Interrupt -> cli() -> Wireless Serial Transmission -> sei()

I have an Arduino Nano 328 which communicates wirelessly via XBEE with a C# program. The Arduino only sends data when an interrupt occurs on digital pin 2, due to an infrared sensor. The unique pulse-width of the infrared interrupt is determined, and a 2 character notification of the details of the interrupt is sent to the PC.

Sometimes random characters such as %$ etc. get added to the intended string when being sent to the PC. I haven't yet used cli() and sei(). My question is this: Is the placement/use of cli() and sei() as shown below correct and likely to increase the reliability of wireless string transmission?

Thank you for your time.

attachInterrupt(0, IRInterruptOccurs, RISING);//(Digital Pin 2, Function, Rising Voltage)
...
void IRInterruptOccurs()
{
      IR_INTERRUPT = 1;
}
...
void Send()//Gets called in the loop if IR_INTERRUPT=1
{
      while(digitalRead(IR_PIN)){}//Do nothing, we want to start out with a fresh pulse
      int ir_duration = pulseIn(IR_PIN, HIGH);
      cli();
      ....Decide what message to print
      Serial.println(message);
      IR_INTERRUPT = 0;//Reset interrupt
      sei();//Resumes normal interrupt 
}

Using cli/sei like that is probably not going to help. When you disable interrupts you should only do it for very brief periods.
But your Send function seems to have other problems. It is entered from loop() when IR_INTERRUPT has been set which means that IR_PIN is now high. The while loop then waits for IR_PIN to go low. The pulseIn statement is going to measure the length of the next high pulse but as soon as IR_PIN goes high there will be another interrupt, which is going to confuse things.
I think what you have to do in Send() is first detach the interrupt so that it can't occur while pulseIn is measuring the next pulse. Remove cli/sei. Then attach the interrupt again at the end of Send().

Pete

When you call cli() you disable interrupts which means this statement won't send anything until interrupts are reenabled:

Serial.println(message);

Furthermore, if your message doesn't fit into the remaining space in the serial buffer, you will cause a deadlock whereby the Serial.print is in a while() loop waiting for free space, but the interrupts are disabled meaning no free space is made available.
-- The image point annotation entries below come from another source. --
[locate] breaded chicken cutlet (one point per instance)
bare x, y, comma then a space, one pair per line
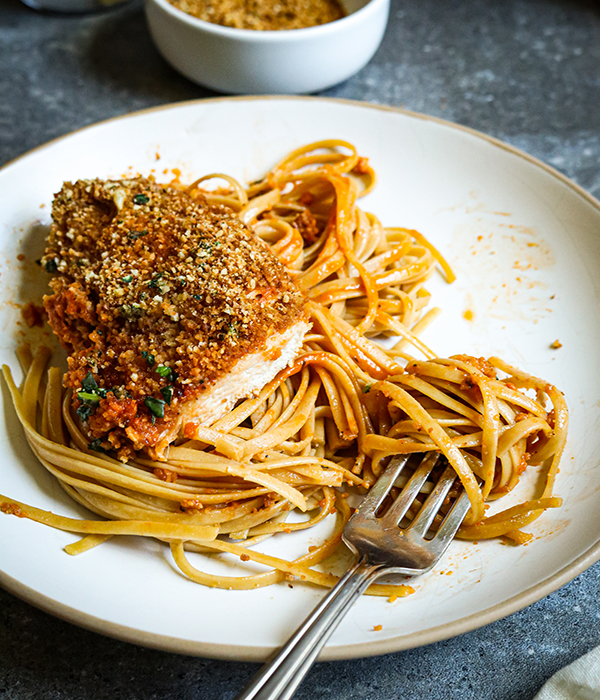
170, 310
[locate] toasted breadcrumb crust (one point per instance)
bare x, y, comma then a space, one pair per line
263, 14
155, 289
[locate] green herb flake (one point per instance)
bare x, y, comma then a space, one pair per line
84, 412
89, 383
164, 371
89, 399
150, 359
155, 406
167, 392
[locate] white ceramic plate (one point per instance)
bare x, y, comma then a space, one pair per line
524, 243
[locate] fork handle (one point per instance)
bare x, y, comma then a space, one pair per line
279, 678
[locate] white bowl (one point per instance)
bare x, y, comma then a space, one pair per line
260, 62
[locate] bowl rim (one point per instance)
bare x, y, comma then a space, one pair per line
371, 7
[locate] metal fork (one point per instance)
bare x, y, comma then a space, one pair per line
382, 548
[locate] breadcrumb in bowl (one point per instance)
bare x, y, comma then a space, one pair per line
289, 61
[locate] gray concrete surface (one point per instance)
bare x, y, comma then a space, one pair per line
526, 71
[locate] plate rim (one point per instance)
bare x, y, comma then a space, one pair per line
338, 652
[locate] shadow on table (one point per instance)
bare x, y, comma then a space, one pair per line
123, 55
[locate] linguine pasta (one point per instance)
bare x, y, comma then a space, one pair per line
327, 424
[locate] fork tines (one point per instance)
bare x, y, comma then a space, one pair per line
405, 502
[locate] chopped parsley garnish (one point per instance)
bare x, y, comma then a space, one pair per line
155, 406
167, 392
89, 383
96, 446
233, 330
158, 283
164, 371
89, 386
84, 412
150, 359
88, 398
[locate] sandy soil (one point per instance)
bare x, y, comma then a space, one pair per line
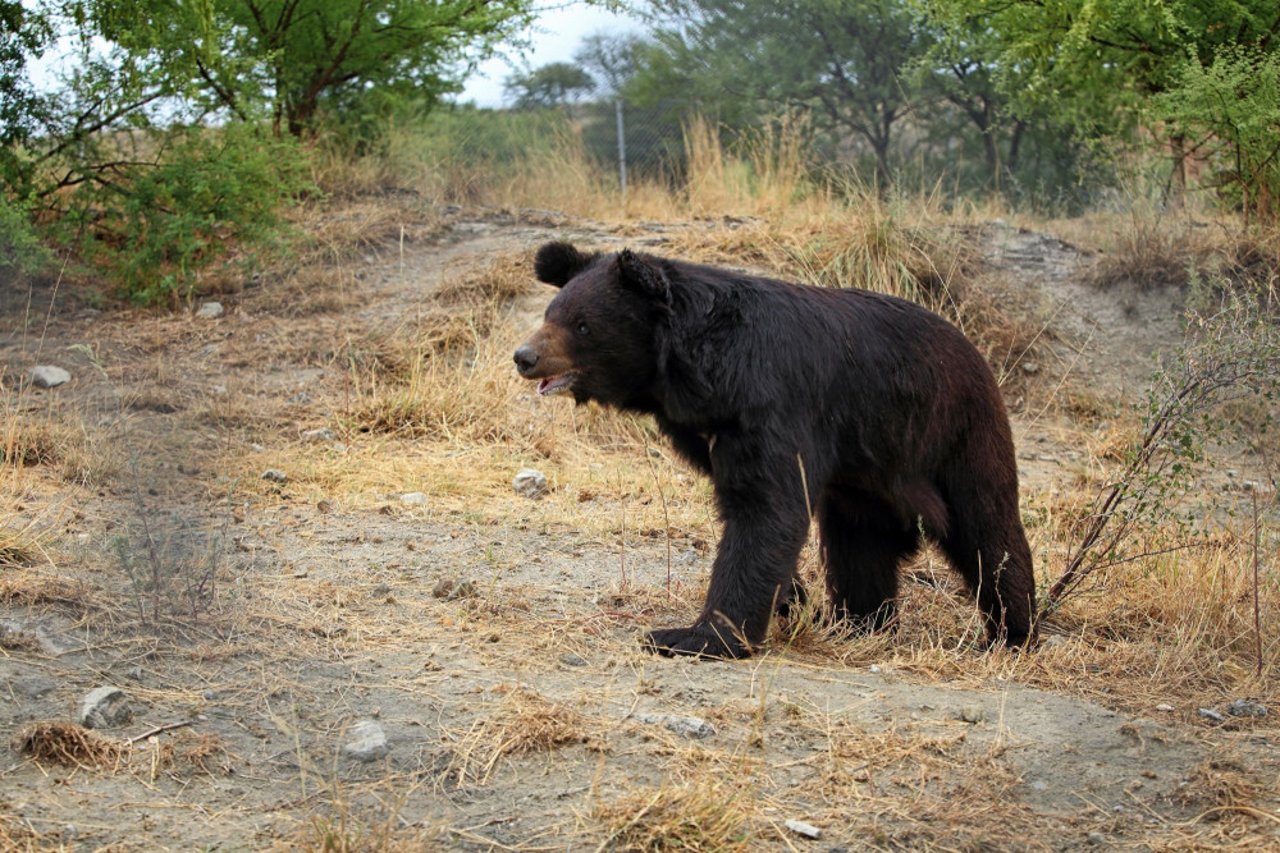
515, 707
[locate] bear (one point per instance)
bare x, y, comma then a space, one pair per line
867, 411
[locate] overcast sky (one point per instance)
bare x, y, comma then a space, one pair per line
556, 36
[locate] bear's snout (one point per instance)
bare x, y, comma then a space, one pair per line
526, 359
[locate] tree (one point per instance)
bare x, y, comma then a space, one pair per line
841, 60
552, 85
1100, 64
305, 55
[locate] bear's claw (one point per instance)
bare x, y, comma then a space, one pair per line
699, 641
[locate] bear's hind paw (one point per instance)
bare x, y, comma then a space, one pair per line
699, 641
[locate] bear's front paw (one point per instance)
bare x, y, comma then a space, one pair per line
699, 641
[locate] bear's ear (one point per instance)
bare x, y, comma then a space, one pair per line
560, 261
643, 276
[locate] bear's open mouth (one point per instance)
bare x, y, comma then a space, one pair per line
556, 384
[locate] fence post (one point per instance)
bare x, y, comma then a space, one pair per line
622, 150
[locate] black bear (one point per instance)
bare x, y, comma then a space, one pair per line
865, 410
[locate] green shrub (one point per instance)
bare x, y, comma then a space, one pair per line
156, 223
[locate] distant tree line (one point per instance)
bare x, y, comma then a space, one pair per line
1020, 97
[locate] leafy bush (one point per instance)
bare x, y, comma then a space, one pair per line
156, 223
19, 246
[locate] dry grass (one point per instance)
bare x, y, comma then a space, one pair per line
524, 723
67, 743
702, 816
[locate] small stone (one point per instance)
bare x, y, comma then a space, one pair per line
465, 589
32, 687
368, 742
105, 707
46, 375
807, 830
685, 726
1247, 708
529, 482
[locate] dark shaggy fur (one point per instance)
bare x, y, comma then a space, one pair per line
882, 410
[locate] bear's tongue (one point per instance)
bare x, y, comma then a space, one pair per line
554, 384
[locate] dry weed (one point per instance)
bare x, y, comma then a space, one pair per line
698, 816
522, 723
67, 743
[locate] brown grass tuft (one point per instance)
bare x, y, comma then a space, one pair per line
690, 816
524, 723
67, 743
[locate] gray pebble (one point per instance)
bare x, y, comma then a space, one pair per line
32, 687
685, 726
368, 742
529, 482
105, 707
46, 375
1247, 708
807, 830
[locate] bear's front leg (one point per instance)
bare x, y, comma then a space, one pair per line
766, 523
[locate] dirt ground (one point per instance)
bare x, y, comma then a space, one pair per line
496, 648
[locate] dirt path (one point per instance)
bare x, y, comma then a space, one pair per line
499, 660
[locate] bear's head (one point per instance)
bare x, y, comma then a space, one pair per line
598, 336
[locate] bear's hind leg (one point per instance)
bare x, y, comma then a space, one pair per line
863, 544
987, 544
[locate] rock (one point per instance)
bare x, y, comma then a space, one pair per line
105, 707
32, 687
529, 482
807, 830
452, 591
1247, 708
685, 726
46, 375
368, 742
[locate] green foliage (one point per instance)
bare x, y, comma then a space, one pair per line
300, 58
552, 85
1232, 355
158, 222
19, 246
1233, 106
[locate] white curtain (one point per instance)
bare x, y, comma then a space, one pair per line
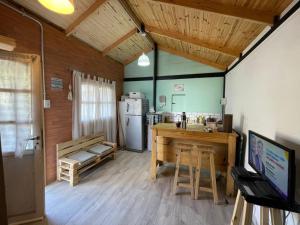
15, 105
94, 106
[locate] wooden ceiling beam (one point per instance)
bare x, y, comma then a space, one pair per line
136, 55
83, 16
135, 19
195, 41
193, 57
119, 41
7, 43
265, 17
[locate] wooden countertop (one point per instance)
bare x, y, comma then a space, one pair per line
191, 128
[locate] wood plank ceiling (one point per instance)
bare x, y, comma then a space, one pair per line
210, 32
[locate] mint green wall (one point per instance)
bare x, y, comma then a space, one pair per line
133, 70
168, 65
201, 94
174, 65
142, 86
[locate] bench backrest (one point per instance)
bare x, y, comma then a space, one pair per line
75, 145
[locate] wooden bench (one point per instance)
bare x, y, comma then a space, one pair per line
69, 154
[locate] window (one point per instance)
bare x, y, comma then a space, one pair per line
96, 102
15, 104
94, 106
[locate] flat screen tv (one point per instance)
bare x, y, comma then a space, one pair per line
274, 162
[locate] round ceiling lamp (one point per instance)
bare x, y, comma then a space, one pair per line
59, 6
144, 60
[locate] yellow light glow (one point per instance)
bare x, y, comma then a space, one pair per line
59, 6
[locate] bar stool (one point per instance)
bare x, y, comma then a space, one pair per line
203, 150
180, 148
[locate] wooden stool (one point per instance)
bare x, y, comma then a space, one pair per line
188, 148
206, 150
243, 210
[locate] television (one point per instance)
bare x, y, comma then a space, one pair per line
274, 162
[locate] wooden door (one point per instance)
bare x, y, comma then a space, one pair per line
21, 128
3, 212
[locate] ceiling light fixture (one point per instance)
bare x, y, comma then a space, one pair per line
144, 60
59, 6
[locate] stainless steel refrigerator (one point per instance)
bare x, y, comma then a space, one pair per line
135, 123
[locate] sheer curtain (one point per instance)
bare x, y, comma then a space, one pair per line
94, 106
15, 104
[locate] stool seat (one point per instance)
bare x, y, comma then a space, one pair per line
187, 148
204, 150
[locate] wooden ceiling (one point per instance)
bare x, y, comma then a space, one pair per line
209, 32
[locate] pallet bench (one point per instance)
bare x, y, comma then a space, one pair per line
77, 156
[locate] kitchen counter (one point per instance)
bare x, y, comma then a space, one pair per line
165, 136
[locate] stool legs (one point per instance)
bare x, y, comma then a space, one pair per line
213, 188
191, 174
213, 177
178, 156
198, 170
237, 211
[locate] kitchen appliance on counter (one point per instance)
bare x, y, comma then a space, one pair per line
152, 119
135, 123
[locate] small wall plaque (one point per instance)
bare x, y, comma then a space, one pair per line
57, 83
179, 87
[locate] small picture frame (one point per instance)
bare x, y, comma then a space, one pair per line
178, 87
57, 83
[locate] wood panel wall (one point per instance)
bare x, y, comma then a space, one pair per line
61, 54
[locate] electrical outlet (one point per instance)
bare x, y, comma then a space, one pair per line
47, 104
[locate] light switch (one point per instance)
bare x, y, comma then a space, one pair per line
47, 104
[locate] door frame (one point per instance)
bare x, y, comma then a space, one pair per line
39, 214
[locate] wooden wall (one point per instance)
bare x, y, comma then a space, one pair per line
61, 53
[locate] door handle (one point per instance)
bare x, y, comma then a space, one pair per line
34, 138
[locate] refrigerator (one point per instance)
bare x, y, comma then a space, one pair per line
135, 123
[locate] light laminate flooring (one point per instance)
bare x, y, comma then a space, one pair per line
119, 192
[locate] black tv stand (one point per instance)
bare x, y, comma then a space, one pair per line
243, 208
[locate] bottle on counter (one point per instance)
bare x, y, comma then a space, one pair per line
183, 120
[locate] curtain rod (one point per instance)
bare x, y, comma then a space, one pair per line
99, 76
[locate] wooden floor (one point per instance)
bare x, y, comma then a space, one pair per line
120, 192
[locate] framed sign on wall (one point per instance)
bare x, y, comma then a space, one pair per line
178, 87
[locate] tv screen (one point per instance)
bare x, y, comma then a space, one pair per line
274, 162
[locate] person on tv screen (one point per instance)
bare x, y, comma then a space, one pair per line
258, 157
252, 150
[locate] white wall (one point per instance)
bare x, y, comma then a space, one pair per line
263, 91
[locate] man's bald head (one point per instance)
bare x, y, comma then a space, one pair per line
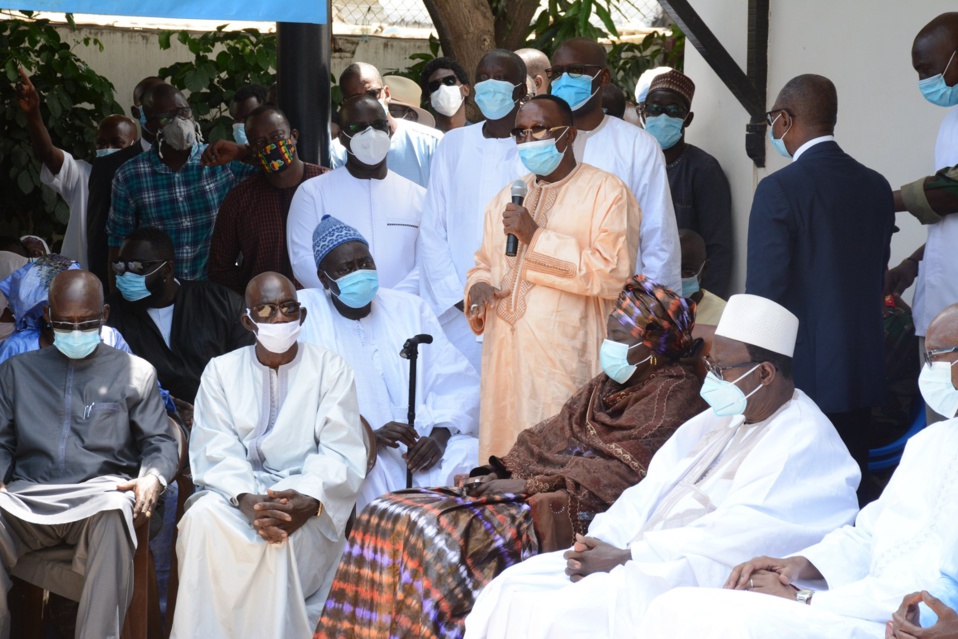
812, 100
934, 46
74, 294
269, 288
143, 86
580, 51
115, 132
Thanks for responding, here is the updated code then:

void Send()
{
      detachInterrupt(0);
      while(digitalRead(IR_PIN)){}//Do nothing, we want to start out with a fresh pulse
      int ir_duration = pulseIn(IR_PIN, HIGH);
      
      String location = BUGGY_NUM + Detection(ir_duration);    

      Wait(1, 200);//Turn on the LED, waste 200 milliseconds 
      Serial.println(location + " ");//Notification to PC

      IR_INTERRUPT = 0;//Reset interrupt
      attachInterrupt(0, IRInterruptOccurs, RISING);
}

Don't use String. It will eventually cause a mysterious crash.
Use null-terminated C strings instead.